Workforce Management Featured Article
Customer Loyalty Has Changed, Has Your Contact Center?
Customer loyalty has changed. It’s become more fragile and more difficult to achieve, with a number of factors contributing to a new era of loyalty and customer expectations. An increasingly competitive marketplace has made alternative providers and brands easily accessible; marketing executives are highly focused on new customer acquisition and often offer incentives to attract them; and an always-connected, socially minded society provides a feedback mechanism that’s hard to keep pace with.
What is often overlooked by brands is that customer acquisition is typically a much more costly exercise than customer retention. When you couple that with the theory that loyal customers spend as much as 67 percent more than new customers, it should be easy to understand that retention should be a high priority for any business.
A large part of building loyalty involves customer service. Countless surveys have pointed to how quickly loyalty erodes following a poor customer service experience. Accenture (News - Alert), for instance, found that as many as half of customers immediately stop doing business with a company following a poor sales or marketing experience, with most engaging with competitive vendors and a quarter spreading the word on social media.

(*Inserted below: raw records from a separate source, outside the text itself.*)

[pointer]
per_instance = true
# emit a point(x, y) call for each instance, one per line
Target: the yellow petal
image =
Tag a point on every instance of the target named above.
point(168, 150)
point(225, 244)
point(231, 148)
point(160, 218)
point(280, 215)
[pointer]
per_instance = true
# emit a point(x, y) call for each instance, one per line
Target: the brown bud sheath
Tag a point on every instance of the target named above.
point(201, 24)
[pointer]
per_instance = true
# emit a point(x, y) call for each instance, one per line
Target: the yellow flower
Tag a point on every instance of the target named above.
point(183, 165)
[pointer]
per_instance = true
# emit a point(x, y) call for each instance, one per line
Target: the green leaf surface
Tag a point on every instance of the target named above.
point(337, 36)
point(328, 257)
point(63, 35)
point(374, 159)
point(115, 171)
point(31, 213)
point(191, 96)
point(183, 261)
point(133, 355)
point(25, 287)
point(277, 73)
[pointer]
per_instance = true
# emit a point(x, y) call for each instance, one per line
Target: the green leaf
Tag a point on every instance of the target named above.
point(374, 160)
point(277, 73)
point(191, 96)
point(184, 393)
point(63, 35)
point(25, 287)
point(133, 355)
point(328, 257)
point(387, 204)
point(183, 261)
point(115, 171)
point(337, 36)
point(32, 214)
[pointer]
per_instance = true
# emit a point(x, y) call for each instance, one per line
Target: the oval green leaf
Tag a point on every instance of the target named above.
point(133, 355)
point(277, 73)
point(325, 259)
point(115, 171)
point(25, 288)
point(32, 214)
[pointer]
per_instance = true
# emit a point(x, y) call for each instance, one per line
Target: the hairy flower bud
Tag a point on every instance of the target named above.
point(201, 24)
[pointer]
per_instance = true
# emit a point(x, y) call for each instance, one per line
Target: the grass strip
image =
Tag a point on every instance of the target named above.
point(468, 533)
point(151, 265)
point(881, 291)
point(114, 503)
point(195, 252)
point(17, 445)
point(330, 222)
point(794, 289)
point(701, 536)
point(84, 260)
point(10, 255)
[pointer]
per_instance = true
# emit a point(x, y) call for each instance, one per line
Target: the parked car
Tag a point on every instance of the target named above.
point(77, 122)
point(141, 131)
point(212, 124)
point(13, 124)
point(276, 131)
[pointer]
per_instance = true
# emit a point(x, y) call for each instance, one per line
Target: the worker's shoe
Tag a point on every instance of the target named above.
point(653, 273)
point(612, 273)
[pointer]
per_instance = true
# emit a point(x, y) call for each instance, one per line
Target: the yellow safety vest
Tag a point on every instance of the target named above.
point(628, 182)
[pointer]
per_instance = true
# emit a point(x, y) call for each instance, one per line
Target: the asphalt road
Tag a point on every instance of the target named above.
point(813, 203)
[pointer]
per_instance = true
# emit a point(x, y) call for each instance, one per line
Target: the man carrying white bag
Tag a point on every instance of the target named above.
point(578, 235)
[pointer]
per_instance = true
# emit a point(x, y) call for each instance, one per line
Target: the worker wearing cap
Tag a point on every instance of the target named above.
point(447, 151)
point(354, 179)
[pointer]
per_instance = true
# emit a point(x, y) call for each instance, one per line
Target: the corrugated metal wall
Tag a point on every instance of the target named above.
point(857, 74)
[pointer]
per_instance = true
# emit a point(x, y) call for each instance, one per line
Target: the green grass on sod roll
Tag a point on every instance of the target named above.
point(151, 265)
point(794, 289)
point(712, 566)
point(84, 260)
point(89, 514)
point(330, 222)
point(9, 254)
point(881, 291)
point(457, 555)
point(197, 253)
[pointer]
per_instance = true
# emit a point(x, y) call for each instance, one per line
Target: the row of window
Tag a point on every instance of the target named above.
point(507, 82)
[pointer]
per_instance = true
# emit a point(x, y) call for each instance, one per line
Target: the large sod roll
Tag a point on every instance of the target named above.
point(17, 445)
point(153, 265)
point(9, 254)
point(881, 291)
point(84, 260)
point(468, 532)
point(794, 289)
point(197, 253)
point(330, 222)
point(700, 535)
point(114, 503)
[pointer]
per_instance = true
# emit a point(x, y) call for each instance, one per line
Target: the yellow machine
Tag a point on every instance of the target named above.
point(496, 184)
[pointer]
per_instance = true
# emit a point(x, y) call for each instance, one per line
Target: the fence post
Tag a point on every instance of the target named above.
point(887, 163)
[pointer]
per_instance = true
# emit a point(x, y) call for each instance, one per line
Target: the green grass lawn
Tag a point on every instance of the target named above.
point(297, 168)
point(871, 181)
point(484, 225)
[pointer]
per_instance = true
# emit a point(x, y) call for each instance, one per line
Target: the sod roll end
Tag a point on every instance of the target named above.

The contact center is a critical cog in the customer experience equation and driving loyalty. It starts from the second contact is made, with hold time as well as agent readiness and ability to answer questions. Understanding that, contact centers have to take measures to properly train agents on not only the most basic customer concerns, but effectively anything that might arise. They must also be coached on how to properly handle situations that are beyond the scope of their experience, to effectively transition to more appropriate agents without making the customer feel neglected or discouraged.
Workforce management software is an important part of achieving these objectives. Even with the best training, lack of proper tools for solving customer issues and answering their questions can quickly reduce the value of the relationship. Things like forecasting and scheduling are key parts of today’s WFM solutions that help businesses ensure proper staffing to handle most situations. They also deliver key metrics that allow managers to adjust training and schedules as needed, and to maximize the efficiency of a customer service operation, ultimately driving loyalty and revenue.